# AutoencoderRAE

The Representation Autoencoder (RAE) model introduced in [Diffusion Transformers with Representation Autoencoders](https://huggingface.co/papers/2510.11690) by Boyang Zheng, Nanye Ma, Shengbang Tong, Saining Xie from NYU VISIONx.

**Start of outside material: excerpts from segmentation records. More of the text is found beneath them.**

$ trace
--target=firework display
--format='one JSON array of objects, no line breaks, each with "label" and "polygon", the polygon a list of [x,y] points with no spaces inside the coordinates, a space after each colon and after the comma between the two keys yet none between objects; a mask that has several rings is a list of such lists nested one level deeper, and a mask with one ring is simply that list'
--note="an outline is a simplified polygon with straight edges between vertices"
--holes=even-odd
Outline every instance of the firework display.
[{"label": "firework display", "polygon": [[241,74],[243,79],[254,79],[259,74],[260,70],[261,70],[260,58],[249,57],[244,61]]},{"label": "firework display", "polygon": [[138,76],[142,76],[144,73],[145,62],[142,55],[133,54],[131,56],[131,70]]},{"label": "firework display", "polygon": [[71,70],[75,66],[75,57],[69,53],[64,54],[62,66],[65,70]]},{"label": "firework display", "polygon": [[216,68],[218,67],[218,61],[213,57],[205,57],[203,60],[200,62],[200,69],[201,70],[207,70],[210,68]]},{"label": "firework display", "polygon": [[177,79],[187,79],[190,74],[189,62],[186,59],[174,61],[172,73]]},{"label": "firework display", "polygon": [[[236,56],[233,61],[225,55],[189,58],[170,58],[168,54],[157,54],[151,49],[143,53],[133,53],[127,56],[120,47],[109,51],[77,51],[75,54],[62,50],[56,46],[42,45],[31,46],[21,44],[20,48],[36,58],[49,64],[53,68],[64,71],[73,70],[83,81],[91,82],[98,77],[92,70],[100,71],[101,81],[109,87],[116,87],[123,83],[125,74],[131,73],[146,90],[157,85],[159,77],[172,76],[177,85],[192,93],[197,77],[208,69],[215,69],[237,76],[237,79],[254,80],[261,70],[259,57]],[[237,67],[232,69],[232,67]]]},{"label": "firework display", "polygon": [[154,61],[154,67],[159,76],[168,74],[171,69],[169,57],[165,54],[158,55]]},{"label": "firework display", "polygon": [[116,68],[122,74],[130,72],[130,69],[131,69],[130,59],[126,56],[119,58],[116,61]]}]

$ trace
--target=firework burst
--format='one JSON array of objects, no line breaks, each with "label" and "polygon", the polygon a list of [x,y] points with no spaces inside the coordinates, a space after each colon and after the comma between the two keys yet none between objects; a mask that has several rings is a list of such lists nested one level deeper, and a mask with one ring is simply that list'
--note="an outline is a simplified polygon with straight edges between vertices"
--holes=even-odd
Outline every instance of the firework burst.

RAE combines a frozen pretrained vision encoder (DINOv2, SigLIP2, or MAE) with a trainable ViT-MAE-style decoder. In the two-stage RAE training recipe, the autoencoder is trained in stage 1 (reconstruction), and then a diffusion model is trained on the resulting latent space in stage 2 (generation).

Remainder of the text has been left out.